Full Overlap Between Arrays
Another important case is when every object in arr1 has a matching id in arr2. This can expose bugs where overwriting does not happen correctly or where original values are accidentally preserved. Since we explicitly use .update() in Python and key reassignment in Go, every overlapping field is correctly overridden by arr2.
Nested Objects and Arrays
The problem includes nested JSON structures, which could mislead developers into implementing recursive merging. However, the requirement is a shallow merge only.
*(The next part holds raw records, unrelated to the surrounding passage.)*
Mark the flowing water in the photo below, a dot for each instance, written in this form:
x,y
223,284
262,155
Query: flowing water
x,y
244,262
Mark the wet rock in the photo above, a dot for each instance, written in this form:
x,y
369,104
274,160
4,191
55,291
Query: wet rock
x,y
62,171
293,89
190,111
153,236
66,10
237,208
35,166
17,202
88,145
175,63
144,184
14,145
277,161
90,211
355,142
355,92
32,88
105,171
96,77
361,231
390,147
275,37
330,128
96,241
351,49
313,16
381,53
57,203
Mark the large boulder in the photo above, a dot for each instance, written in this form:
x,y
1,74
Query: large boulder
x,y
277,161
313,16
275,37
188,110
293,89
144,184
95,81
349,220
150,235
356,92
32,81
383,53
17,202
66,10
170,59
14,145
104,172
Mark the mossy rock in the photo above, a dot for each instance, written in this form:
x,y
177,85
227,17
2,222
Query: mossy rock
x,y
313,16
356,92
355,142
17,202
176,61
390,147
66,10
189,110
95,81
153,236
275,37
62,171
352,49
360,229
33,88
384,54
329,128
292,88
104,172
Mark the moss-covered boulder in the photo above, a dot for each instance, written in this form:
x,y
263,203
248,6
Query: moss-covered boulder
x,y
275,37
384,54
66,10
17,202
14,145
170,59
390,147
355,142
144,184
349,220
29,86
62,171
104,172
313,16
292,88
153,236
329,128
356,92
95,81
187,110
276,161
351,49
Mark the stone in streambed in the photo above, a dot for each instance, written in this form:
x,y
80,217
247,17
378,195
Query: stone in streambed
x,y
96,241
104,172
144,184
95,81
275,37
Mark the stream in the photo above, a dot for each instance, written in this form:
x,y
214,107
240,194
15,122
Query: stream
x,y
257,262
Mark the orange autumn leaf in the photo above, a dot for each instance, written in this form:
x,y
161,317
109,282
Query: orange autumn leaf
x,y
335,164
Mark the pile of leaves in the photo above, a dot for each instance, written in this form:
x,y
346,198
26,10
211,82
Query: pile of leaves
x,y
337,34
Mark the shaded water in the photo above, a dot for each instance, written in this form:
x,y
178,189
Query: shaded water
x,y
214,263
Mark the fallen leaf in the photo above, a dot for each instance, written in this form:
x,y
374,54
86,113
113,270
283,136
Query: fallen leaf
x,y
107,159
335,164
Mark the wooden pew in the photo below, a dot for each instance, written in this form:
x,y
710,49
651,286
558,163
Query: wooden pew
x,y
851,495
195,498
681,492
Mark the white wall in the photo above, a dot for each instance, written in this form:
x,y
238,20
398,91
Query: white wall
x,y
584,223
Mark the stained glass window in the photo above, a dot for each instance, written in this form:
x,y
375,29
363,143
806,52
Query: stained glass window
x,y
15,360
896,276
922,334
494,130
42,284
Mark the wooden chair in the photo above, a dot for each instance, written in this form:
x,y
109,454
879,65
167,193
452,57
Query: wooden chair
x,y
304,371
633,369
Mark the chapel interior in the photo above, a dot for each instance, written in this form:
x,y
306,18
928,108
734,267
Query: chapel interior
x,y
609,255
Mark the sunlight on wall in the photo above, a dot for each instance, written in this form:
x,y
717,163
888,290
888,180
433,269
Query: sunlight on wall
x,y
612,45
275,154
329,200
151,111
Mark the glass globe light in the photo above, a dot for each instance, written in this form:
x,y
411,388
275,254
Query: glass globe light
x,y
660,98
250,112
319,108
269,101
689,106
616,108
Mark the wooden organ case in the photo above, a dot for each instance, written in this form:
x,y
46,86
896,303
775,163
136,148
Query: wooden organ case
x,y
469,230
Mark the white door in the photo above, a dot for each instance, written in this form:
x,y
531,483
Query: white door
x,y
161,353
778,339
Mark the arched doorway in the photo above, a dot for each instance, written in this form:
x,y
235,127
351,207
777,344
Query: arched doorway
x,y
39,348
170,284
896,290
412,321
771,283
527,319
For example, if both objects contain a b key with nested objects, the entire value from arr2 replaces the one from arr1. Using dictionary updates naturally enforces this behavior.
Sorting Requirement
Hash maps do not maintain sorted ordering. A common mistake is to return objects directly from the hash map, producing unpredictable order. Our implementation explicitly sorts by id, guaranteeing compliance with the problem specification.